Costruita originalmente alla maniera bizantina, nel XIV secolo, da allora è stata oggetto di numerosi rimaneggiamenti, il più importante dei quali fu ordinato nel 1489-90 dal Gran Maestro Pierre d’Aubusson (1476- 1503), quando i cavalieri di Rodi vi si erano stanziati e avevano preso possesso dell’antica Acropoli, fortificandola.

La Panagía di Líndos si presenta come un semplice edificio bianco ottagonale, costruito con pianta a croce greca, sormontato da una cupola semisferica centrale e da quattro cupolotti laterali ricoperti da tegole rosse.

Sorge improvvisa tra i muri delle case, accanto a un curioso campanile affusolato in locale pietra tufacea, circondata da alte mura bianche che racchiudono un cortile alberato.

Ma lo spettacolo offerto da questa piccola chiesa di paese è tutto nascosto.
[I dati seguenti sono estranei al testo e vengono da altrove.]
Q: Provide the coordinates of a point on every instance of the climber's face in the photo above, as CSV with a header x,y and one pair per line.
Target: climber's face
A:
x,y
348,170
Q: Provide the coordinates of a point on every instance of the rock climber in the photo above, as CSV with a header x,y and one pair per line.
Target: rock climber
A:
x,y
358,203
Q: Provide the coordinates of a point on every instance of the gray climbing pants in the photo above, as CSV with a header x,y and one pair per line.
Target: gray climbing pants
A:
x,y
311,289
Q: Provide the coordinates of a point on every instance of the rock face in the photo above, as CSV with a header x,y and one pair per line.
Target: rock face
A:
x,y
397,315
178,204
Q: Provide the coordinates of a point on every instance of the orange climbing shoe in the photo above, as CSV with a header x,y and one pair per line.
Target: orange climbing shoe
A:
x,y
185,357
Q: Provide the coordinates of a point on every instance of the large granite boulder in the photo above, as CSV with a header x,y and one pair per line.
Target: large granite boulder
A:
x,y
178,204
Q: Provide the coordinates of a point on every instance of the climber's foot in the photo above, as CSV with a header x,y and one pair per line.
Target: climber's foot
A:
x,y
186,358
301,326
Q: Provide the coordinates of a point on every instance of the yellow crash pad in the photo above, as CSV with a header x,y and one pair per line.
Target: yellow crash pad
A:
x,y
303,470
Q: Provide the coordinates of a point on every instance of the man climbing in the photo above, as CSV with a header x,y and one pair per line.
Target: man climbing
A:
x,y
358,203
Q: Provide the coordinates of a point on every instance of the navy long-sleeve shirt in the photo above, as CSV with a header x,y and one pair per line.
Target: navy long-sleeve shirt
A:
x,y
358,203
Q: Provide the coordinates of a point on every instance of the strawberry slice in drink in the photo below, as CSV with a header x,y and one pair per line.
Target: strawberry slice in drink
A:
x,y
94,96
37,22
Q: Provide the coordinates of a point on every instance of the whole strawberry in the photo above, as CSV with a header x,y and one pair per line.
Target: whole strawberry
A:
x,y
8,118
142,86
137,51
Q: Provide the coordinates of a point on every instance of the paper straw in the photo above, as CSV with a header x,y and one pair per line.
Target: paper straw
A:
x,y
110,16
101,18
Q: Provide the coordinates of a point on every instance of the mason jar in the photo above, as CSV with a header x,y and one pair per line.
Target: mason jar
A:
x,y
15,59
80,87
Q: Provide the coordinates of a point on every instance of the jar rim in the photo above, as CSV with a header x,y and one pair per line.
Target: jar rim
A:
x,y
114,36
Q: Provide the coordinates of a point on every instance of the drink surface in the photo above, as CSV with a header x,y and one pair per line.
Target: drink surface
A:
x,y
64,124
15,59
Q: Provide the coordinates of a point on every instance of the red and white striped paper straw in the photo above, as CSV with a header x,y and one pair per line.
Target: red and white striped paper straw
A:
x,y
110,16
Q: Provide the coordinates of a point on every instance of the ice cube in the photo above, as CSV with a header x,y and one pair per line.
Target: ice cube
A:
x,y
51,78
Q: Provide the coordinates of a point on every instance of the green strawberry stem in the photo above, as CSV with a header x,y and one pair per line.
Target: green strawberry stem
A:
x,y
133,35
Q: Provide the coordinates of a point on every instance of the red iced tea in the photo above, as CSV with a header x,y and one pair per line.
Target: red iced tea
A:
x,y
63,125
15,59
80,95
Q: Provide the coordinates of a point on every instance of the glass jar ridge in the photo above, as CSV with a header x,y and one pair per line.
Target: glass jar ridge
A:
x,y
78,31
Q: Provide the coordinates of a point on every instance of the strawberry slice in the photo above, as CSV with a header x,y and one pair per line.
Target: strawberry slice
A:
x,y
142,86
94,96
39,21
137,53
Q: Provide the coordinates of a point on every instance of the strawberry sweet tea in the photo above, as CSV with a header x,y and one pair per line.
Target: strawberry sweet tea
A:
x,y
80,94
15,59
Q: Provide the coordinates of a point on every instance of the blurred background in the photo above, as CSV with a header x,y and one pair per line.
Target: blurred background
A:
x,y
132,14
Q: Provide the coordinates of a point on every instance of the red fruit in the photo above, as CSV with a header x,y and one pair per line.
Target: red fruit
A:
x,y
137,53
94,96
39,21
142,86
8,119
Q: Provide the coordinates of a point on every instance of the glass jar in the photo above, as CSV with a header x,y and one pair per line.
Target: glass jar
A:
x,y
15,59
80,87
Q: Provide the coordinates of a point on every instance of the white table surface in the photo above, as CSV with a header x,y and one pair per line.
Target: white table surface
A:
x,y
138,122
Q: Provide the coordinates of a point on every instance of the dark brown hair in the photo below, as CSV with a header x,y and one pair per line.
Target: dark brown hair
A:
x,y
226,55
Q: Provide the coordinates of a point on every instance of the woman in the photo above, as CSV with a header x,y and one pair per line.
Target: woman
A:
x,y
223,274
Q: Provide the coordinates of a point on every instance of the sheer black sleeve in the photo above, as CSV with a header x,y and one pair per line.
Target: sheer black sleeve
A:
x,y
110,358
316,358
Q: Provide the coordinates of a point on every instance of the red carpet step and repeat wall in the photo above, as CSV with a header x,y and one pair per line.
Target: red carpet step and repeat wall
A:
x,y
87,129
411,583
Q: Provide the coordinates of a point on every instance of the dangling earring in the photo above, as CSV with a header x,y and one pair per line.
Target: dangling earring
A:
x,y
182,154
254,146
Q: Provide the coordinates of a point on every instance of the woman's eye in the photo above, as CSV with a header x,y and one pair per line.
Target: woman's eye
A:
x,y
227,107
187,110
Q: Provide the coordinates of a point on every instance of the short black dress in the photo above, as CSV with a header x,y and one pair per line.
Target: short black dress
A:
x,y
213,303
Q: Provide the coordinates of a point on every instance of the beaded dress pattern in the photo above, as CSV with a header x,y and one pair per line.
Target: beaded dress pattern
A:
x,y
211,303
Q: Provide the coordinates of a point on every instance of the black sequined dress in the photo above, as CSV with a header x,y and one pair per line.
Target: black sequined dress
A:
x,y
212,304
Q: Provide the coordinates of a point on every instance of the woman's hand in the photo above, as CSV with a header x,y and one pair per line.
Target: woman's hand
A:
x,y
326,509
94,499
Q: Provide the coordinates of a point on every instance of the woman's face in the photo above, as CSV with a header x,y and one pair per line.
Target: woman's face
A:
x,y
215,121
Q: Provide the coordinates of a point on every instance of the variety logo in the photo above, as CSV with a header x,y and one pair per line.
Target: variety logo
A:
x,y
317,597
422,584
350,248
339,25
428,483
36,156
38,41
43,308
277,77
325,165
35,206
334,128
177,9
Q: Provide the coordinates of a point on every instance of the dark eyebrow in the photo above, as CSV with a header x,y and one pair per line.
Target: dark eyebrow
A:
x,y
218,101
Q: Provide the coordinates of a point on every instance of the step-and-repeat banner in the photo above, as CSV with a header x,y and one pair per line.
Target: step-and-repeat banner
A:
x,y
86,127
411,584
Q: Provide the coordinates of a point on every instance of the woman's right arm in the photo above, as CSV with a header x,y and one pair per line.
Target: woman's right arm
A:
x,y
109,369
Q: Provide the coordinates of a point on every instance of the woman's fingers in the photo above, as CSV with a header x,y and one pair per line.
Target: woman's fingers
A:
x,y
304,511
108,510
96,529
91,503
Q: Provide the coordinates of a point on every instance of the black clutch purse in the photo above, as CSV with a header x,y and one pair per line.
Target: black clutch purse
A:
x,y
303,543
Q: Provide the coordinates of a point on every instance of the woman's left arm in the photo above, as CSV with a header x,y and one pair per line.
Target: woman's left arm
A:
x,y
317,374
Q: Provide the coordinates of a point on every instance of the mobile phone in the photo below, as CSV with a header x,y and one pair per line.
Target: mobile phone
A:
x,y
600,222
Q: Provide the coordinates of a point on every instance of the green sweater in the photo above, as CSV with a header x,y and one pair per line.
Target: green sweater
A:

Al suo interno si ha l’impressione di trovarsi in una grossa botte completamente affrescata.

 

Una composizione a riquadri, dipinta da Gregorio di Simi nel 1779, copre interamente le pareti curve dell’unica navata, utilizzando tutta la superficie a disposizione, con episodi dell’Antico Testamento, dei Vangeli, dell’Apocalisse e figure di Santi e Martiri.

L’incredibile decorazione, straordinariamente fedele all’antica iconografia bizantina ortodossa, dove ogni immagine assolve la funzione di tramite con Dio e quindi è essa stessa sacra, s’armonizza con l’iconostasi dorata intagliata nel legno scuro e con un caratteristico pavimento a mosaico, tipico delle isole del Dodecaneso, chiamato chocklakia, composto da ciottoli di mare bianchi e neri, incastrati insieme a formare un caleidoscopio di disegni geometrici in rilievo.

L’effetto complessivo è di trovarsi davanti a una sovrabbondanza di corpi e volti, una sorta di horror vacui di chiara origine bizantina.

Questa necessità di realizzare una decorazione continua, ininterrotta, simile a una litania ripetuta incessantemente nel tempo, a un tessuto ricamato, caratterizza anche le antiche dimore signorili di Líndos.

Costruite perlopiù nel XVII secolo queste case tradizionali, chiamate archontiká appartenevano ai ricchi capitani delle navi di Rodi che commerciavano con la Grecia e la vicina Turchia.

Le loro facciate presentano delle straordinarie incisioni di forme più antiche di tipo bizantino, croci inserite su motivi decorativi astratti ad intreccio, dove compaiono fiori, piante e animali. 

Costruite secondo l’antica tradizione ellenica, attorno a un cortile centrale, spesso decorato con mosaici chocklakia continuamente bagnati d’estate per mantenere fresche le case, con un alto muro che le protegge dai rumori esterni, presentano nei soffitti lignei a travatura delle loro sale di ricevimento al pian terreno, decorazioni a colori vivaci con motivi simili.

Queste coincidenze lasciano intuire che nelle isole del basso Dodecaneso a ridosso delle coste turche si sarebbe sviluppato dal XV al XVIII secolo uno stile decorativo locale, vivace ed espressivo, memore delle antiche radici bizantine degli abitanti.

Una forma d’arte per affermare un’identità comune, si potrebbe dire.

Soluzioni analoghe infatti si possono trovare anche nel monastero di Moni Taxiàrchi Michaïl Panormítì, situato in un’insenatura, nella parte più a sud della vicina isola di Simi.

Costruito nel 1783 sui resti d’un monastero bizantino molto più antico, già dedicato all’arcangelo Michele, patrono dell’isola e protettore dei marinai, presenta al suo interno un bellissimo affresco realizzato dai fratelli Nikítas e Michaïl Karakostís nel corso del XVIII secolo.

Il grande dipinto ricopre interamente le pareti, il soffitto e persino i costoloni della navata attraverso la consueta ripartizione a riquadri, con una sovrabbondanza di episodi, ambienti, figure, volti, da dare l’impressione al visitatore di trovarsi letteralmente dentro una Bibbia illustrata.

La presenza diffusa di candelabri pendolanti dal soffitto, la ricca iconostasi barocca intarsiata nel legno, opera di Mastrodiákis Taliadoúros, confermano la sensazione di trovarsi in un monastero orientale.

Il monastero di Panormítì conserva anche un’incredibile icona, decisamente più antica della sua data di fondazione, di proporzioni più grandi del naturale, dell’arcangelo Michele, raffigurato come un gigantesco guerriero ricoperto da una corazza d’argento.

Il suo aspetto marziale testimonia ancora una volta la tenace difesa dell’eredità bizantina da parte degli abitanti di queste isole del mar Egeo, situate al confine tra Europa e Asia Minore.